This is the source of my ambivalence.I very much miss the life of the "untouchables" during the ten-year catastrophe. At that time, except for being criticized sometimes, it was really carefree.Walking on the road, I don't say hello to anyone, no one says hello to me, no one blames me, and I don't blame anyone.I often think of Zhuangzi's words now: "Big pieces work me to live, and slow me to death." This is the real saying of seeing the Tao. I sometimes really think about death now.Please don't get me wrong, I will never commit suicide, so don't be on strict guard against me.Everyone is afraid of death, but I am not very afraid of death.In 1967, my house was ransacked by the "Lafayette". The hats on my head were so large that it made people tremble with fear.I couldn't think about it for a while, and I made a plan to commit suicide, and my pockets were full of sleeping potions and pills.I am a "reactionary bourgeois authority", and I can only use bourgeois methods of suicide, and must not use feudal methods of suicide, such as diving, hanging, jumping off a building, and the like.I chose the place where I committed suicide, and that place was among the reeds in the Old Summer Palace, so it would not be easy to be found.I probably won't be discovered until after autumn when the reeds are cut, by which time my body will probably have been rotted to the point of disrepute.Thinking of this, can my heart not shake?But before I died, I was very calm. I gave the little money I had to my aunt and Dehua, which meant that they could live on.Then when I was about to escape by jumping over the wall, the valiant Red Guards kicked in the door and escorted me to the big dining hall to criticize the struggle.Criticism is not a good thing, but it saved my life.The reason for criticizing in advance is to beat my prestige, because I have a "bad" attitude towards the group of minions under "Lafayette".In short, I have been on the verge of death, and the distance from death is not far away.I know what it's like to die, I don't think there's anything special about it.Therefore, since then, I think that death is not terrible, and I can live to this day, and the extra decades of living are all for nothing.An extra day to live is a day in vain.I have another lesson: the attitude towards wicked or bad people must be "bad".A nice attitude can kill, a bad attitude can save lives.

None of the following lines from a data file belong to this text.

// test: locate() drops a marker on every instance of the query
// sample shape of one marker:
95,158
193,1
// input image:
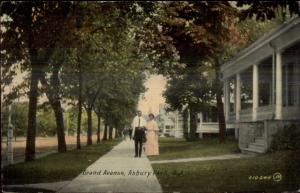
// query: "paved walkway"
117,171
221,157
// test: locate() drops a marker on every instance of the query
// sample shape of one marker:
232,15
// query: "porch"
262,86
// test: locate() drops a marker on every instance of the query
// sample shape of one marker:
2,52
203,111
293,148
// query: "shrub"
287,138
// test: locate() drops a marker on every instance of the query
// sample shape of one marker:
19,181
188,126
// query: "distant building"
166,121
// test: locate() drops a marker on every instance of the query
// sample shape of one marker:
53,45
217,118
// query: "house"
166,121
262,87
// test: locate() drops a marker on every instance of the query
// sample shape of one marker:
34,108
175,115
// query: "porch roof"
263,47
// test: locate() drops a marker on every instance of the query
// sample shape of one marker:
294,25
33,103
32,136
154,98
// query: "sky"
153,96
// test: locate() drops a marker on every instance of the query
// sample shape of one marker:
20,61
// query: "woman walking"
151,146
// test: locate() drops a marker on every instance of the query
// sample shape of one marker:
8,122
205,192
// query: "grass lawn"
171,148
57,166
247,174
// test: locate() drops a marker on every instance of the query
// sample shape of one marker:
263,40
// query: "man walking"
130,133
138,125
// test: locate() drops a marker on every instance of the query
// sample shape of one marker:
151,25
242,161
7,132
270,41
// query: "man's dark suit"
139,135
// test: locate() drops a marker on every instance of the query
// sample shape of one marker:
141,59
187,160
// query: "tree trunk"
193,124
185,124
105,132
221,117
31,127
98,128
79,106
220,107
110,132
59,126
53,95
89,129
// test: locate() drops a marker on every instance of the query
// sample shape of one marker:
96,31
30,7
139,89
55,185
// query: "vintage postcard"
150,96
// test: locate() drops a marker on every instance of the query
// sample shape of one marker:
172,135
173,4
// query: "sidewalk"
117,171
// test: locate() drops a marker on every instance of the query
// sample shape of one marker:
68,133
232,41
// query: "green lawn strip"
232,175
171,148
57,166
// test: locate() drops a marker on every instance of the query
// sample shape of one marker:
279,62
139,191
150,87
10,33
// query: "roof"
266,39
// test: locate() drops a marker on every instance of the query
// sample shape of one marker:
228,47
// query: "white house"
262,86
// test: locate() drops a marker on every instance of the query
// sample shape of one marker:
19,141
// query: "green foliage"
287,138
56,167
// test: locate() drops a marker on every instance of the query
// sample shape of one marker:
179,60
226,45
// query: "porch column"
255,92
278,104
226,99
238,97
297,80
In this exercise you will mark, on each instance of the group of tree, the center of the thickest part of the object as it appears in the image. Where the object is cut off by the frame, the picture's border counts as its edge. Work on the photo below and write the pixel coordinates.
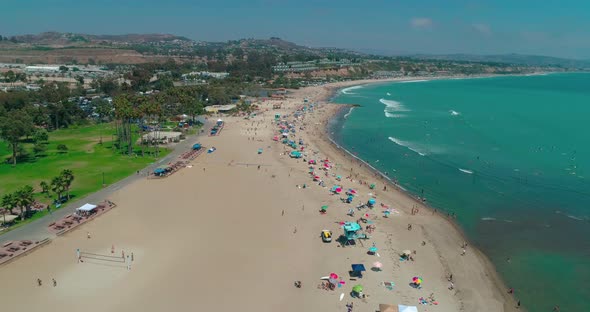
(24, 197)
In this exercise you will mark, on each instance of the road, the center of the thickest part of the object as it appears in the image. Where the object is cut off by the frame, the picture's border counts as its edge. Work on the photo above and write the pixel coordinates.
(38, 229)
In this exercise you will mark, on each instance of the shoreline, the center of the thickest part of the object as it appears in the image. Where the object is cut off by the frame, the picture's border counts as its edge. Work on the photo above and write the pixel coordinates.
(489, 267)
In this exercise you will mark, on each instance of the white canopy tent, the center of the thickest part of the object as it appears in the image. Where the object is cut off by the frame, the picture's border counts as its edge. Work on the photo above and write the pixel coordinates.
(403, 308)
(87, 208)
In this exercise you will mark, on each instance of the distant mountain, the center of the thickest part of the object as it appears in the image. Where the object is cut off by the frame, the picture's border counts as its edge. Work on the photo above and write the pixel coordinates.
(517, 59)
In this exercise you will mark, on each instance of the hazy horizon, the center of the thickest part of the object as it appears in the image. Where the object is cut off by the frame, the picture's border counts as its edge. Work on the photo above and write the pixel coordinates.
(455, 27)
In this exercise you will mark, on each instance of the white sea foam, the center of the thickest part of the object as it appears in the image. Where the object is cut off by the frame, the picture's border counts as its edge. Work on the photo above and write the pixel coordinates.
(411, 81)
(347, 90)
(349, 112)
(408, 145)
(392, 108)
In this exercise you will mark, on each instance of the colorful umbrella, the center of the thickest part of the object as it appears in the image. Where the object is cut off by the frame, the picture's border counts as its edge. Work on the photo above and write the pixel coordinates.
(357, 288)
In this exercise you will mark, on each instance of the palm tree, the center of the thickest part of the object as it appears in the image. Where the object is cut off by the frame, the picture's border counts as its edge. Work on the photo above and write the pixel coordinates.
(67, 176)
(57, 186)
(25, 198)
(9, 202)
(44, 187)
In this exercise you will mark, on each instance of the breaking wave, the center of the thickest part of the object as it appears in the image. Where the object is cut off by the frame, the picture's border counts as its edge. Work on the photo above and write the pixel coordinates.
(392, 108)
(347, 90)
(408, 145)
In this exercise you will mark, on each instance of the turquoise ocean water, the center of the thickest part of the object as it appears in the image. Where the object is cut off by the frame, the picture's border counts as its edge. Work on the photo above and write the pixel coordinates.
(510, 156)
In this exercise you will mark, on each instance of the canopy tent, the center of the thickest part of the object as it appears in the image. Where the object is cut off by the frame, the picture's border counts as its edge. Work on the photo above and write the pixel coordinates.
(403, 308)
(358, 267)
(8, 218)
(387, 308)
(87, 208)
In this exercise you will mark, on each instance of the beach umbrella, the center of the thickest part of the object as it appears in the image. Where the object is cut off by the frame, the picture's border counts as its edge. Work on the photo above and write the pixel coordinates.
(359, 267)
(357, 288)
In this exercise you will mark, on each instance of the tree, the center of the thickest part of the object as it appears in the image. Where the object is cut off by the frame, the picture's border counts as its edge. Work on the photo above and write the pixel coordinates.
(9, 202)
(62, 148)
(67, 177)
(25, 198)
(40, 136)
(39, 148)
(44, 187)
(57, 186)
(13, 127)
(104, 109)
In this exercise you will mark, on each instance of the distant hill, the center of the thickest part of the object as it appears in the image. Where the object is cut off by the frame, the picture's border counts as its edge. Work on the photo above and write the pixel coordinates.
(70, 39)
(517, 59)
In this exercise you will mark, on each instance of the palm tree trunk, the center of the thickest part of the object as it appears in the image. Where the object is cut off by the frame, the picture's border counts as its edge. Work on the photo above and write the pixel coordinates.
(14, 146)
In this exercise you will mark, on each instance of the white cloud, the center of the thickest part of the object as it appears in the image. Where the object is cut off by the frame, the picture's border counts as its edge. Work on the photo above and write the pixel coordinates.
(420, 22)
(482, 29)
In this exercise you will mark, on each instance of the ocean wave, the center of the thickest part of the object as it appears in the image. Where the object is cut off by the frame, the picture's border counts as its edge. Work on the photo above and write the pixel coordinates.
(349, 112)
(411, 81)
(408, 145)
(392, 108)
(347, 90)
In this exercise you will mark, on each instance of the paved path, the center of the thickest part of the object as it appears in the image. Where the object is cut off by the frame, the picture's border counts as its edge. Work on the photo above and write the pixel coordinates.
(38, 229)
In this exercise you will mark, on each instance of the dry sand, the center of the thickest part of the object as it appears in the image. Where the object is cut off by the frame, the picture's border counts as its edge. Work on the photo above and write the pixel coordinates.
(213, 237)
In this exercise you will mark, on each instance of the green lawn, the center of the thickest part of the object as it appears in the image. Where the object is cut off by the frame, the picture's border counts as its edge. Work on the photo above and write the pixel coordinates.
(88, 159)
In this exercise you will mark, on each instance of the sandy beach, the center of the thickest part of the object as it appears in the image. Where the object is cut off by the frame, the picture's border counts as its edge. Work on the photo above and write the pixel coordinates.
(235, 229)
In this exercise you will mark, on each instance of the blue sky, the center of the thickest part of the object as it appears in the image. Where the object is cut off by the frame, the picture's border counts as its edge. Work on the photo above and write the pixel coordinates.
(545, 27)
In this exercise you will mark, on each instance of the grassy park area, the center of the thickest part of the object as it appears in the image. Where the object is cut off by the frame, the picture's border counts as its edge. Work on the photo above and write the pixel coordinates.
(89, 160)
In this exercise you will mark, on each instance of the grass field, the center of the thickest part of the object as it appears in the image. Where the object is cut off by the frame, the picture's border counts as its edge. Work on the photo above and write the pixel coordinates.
(88, 159)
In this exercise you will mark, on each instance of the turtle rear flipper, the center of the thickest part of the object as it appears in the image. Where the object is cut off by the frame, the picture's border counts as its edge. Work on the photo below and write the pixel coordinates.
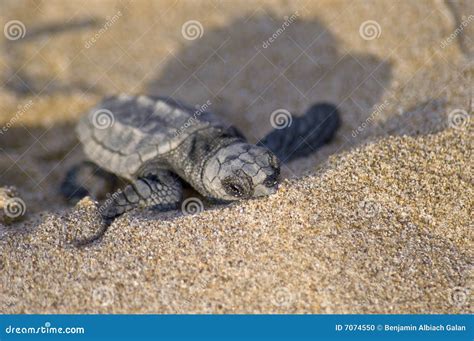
(305, 134)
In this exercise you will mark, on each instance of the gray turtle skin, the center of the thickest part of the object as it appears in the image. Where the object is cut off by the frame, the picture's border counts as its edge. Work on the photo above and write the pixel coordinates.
(155, 143)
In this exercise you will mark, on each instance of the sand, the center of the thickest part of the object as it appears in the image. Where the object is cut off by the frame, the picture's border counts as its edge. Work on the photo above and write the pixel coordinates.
(383, 225)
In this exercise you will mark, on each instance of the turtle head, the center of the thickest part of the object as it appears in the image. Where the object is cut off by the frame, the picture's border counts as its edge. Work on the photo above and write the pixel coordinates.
(241, 171)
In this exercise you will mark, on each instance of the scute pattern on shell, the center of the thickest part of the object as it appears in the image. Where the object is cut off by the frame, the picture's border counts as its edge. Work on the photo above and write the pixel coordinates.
(143, 129)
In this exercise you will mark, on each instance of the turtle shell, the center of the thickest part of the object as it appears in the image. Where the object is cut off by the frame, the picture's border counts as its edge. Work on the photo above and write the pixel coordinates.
(124, 132)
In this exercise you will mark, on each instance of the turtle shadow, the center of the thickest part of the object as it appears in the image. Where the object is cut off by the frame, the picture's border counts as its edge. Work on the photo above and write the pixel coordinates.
(251, 67)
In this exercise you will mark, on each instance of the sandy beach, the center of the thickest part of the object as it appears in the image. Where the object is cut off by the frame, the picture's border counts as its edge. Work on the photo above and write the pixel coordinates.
(378, 221)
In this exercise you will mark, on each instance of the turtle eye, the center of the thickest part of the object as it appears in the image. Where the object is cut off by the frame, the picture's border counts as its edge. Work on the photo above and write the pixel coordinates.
(235, 190)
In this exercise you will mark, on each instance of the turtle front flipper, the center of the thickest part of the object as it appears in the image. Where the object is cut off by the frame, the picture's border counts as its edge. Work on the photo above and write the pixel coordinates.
(160, 190)
(305, 134)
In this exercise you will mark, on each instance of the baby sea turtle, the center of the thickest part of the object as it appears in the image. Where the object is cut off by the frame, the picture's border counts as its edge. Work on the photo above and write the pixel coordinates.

I am an ordinary person.If there is any advantage, it is that I am more diligent.I have never dared to be lazy in my life.To this day, I still have to work seven or eight hours a day.As it happens that I do not read or write on a day, I tend to toss and turn at night, berating myself for wasting the day.There is a famous poem by Cao Cao: "The old man is standing still, his ambition is a thousand miles away. The martyr's old age is full of ambition." I appreciate this poem very much.My problem is that I get carried away and forget my age.What I have done is "an old man with a strong ambition for thousands of miles".I seem to be like what the British call a teenager.I don't seem to know how many years I have to live, how many reading plans I have in my mind, and how many writing plans I have to make.On the one hand, it is a good thing for an elderly person to forget his age.On the other hand, it can only be said to be a bad thing.This is almost like being in a daze, and when you are in a daze, you dare to do everything.Two years ago, I jumped from a 1.8-meter-high window sill, which was a good example. My friends all sweated for me, and I couldn't help feeling terrified.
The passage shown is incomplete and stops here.